Carnevale, feste, tradizioni e lavoroCarnevale, feste, tradizioni e lavoro

Ciclo del grano

Ciclo dei foraggi

Ciclo del granoturco o mais


Concimazione

La parte della stoppia destinata alla semina del granturco veniva concimata col letame della stalla.

Il letame, trasportato col biroccio, veniva scaricato in file di mucchi e poi sparso coi forconi.

Aratura

L'aratura veniva eseguita fra luglio e agosto con l'aratro di ferro trainato da due paia di vacche.

Dopo le piogge autunnali il maggese poteva essere usato per la semina dei foraggi invernali o (da poco prima della seconda guerra) per la coltivazione del cavolfiore.

Semina

In aprile il granoturco, scelto dal raccolto dell'anno precedente, veniva seminato in solchi tracciati con l'aratro di legno e poi ricoperto col terreno prelevato a zappate ai lati dei solchi, lasciando una cresta di terreno fra un solco e l'altro.

A intervalli, unitamente ai semi di granoturco, si seminavano "poste" di fagioli o di ceci e, a maggiore distanza, semi di zucche gialle, da cuocere gratinate, verdi o mature, e da conservare per l'inverno come cibo per il maiale (i semi si mangiavano salati e abbrustoliti o si vendevano allo straccivendolo). Qualche solco veniva riservato al granoturchetto da foraggio, alla meliga per le granate, alla canapa per il filo e le corde.

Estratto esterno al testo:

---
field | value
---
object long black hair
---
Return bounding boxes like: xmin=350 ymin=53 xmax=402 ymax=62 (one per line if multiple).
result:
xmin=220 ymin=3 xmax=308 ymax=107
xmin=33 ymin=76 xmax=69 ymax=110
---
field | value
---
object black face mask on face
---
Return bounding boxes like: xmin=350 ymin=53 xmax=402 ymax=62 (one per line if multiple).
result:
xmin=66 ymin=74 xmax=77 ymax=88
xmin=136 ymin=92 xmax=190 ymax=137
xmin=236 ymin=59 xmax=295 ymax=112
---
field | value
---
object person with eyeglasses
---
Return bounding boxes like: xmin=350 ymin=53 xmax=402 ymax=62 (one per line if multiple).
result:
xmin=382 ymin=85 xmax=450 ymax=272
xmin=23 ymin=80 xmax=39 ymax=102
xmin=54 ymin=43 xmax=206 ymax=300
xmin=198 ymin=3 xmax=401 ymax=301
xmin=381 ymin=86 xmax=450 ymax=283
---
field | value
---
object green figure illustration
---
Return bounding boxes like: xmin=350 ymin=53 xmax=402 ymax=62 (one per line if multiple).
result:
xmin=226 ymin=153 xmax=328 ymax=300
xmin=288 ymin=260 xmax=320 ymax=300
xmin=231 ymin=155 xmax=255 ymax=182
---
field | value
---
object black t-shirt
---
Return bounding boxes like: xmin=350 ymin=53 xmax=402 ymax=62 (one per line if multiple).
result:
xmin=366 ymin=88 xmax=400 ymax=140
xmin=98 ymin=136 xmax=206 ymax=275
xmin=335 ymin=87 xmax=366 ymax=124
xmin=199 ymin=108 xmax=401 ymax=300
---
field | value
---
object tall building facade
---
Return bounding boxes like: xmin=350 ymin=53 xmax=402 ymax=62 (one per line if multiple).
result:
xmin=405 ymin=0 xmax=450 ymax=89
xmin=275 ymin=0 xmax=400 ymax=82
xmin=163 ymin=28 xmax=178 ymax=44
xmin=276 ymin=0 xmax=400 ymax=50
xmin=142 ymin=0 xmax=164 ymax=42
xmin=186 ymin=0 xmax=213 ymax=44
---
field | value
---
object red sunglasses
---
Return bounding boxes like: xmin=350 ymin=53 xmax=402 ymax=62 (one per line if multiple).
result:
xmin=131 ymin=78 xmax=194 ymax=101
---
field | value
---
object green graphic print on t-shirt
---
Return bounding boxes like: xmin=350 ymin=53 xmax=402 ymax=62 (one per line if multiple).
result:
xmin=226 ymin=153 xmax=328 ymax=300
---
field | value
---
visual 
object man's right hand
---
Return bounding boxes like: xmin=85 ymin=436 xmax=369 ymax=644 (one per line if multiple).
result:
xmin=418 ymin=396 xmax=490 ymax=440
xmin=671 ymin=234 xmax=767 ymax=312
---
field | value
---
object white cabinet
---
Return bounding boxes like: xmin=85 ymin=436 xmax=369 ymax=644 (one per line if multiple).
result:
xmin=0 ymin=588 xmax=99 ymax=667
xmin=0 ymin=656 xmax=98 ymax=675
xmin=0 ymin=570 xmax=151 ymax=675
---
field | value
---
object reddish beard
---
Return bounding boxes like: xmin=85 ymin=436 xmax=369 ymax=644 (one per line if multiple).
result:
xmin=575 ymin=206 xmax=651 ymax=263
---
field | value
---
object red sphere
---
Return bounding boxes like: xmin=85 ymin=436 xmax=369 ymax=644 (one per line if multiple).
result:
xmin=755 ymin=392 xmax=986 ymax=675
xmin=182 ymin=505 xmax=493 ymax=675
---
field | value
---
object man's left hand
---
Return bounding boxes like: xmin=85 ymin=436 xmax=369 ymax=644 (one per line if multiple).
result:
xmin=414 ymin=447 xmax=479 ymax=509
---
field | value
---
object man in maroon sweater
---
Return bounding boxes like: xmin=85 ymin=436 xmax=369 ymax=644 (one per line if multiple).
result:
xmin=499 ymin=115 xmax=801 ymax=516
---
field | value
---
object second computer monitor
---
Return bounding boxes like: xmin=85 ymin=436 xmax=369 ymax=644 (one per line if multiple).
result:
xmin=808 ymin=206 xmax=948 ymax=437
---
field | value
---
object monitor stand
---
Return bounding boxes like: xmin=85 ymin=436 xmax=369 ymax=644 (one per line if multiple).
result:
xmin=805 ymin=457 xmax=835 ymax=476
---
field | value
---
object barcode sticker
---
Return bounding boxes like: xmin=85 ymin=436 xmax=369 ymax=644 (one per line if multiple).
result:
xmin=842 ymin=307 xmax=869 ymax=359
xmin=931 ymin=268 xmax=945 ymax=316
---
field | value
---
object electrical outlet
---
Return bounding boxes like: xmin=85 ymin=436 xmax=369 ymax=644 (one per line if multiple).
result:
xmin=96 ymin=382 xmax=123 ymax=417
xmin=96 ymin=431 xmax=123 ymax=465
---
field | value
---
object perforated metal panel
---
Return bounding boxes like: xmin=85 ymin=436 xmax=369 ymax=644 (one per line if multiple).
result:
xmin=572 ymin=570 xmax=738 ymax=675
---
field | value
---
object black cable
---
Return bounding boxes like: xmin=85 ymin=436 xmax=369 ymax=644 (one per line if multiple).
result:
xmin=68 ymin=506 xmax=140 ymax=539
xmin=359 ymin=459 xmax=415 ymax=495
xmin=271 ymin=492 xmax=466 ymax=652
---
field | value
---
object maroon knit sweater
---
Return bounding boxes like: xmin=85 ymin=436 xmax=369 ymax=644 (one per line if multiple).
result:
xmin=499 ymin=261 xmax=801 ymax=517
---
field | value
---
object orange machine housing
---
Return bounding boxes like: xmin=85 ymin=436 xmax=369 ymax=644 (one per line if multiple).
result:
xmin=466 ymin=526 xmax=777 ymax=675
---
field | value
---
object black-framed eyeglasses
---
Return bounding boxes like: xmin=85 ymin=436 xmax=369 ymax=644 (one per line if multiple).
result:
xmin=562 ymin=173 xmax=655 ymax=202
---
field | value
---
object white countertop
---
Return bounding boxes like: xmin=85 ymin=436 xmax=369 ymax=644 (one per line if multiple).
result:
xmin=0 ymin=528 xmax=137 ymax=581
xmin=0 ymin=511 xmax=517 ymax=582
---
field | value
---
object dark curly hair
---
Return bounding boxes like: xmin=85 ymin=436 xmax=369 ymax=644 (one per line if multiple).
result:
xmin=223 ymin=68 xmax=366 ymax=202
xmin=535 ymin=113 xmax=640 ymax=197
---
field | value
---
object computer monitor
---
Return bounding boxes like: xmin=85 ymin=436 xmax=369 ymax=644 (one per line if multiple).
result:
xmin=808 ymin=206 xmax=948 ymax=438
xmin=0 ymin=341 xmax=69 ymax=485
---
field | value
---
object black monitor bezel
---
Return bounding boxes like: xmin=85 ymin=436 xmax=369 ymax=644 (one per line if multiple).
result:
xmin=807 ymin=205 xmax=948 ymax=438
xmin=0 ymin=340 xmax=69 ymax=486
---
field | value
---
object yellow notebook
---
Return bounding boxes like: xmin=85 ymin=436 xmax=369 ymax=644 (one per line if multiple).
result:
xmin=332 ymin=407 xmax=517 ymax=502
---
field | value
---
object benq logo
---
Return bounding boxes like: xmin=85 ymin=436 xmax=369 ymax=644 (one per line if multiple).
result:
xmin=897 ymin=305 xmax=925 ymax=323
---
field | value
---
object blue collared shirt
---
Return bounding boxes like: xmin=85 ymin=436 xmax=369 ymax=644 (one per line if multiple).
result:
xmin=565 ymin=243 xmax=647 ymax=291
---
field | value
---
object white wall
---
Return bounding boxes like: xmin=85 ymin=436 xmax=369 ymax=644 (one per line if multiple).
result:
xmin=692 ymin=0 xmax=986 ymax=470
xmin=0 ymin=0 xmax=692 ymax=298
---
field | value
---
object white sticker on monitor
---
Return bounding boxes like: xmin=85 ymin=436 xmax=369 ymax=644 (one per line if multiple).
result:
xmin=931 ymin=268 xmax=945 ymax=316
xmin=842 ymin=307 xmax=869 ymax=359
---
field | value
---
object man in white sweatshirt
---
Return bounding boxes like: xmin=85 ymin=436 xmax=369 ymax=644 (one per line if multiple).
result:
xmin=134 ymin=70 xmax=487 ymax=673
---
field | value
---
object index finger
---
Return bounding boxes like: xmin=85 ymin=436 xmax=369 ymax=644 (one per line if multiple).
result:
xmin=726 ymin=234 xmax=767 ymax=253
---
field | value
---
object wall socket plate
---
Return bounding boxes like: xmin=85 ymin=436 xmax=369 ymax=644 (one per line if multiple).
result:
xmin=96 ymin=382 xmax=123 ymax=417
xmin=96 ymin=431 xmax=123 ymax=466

Nascosta in un campo di granoturco non mancava mai una radura coltivata a meloni e ad angurie.

Sarchiatura

La zappatura, eseguita quando le piantine avevano già le prime foglioline, serviva per eliminare le erbe infestanti, per demolire le creste dei solchi, per diradare le piantine e rincalzarle.

Un secondo rincalzo veniva eseguito più tardi mediante un aratro di legno a due versoi (la "rata").

Cimatura

In estate, a maturazione delle pannocchie avviata, prima si tagliavano i "pennacchi" in alto, poi si tagliavano o si rompevano le "cime" al primo nodo sopra le pannocchie.

Pennacchi, cime e, per ultime, le foglie del gambo strappate a mano, servivano da foraggio fresco o secco.

Raccolta

Per primi venivano raccolte le piante dei fagioli (gialli), e dei ceci e le zucche.

Verso la fine di agosto venivano raccolte le pannocchie secche che poi venivano trasportate sull'aia col biroccio per scartocciarle ("scanafujâ").

Le bratee ("scanafòj") servivano da foraggio secco.

Le pannocchie più grosse e sane (non rose dalle larve della piralide) venivano lasciate per il seme (due brattee, fatte attorcigliare ruotando la pannocchia, venivano legate in modo da lasciare un occhiello entro il quale veniva fatto passare un filo di ferro per formare una "rocciata" da appendere ed essiccare sotto una tettoia).

Sgranatura

La sgranatura poteva essere eseguita a mano col forello o con l'apposita trebbiatrice a motore che passava di podere in podere; il granoturco veniva misurato in copponi che venivano versati sull'aia ad essiccare (al termine della trebbiatura si contavano i monticelli per calcolare quanti copponi spettavano al trebbiatore).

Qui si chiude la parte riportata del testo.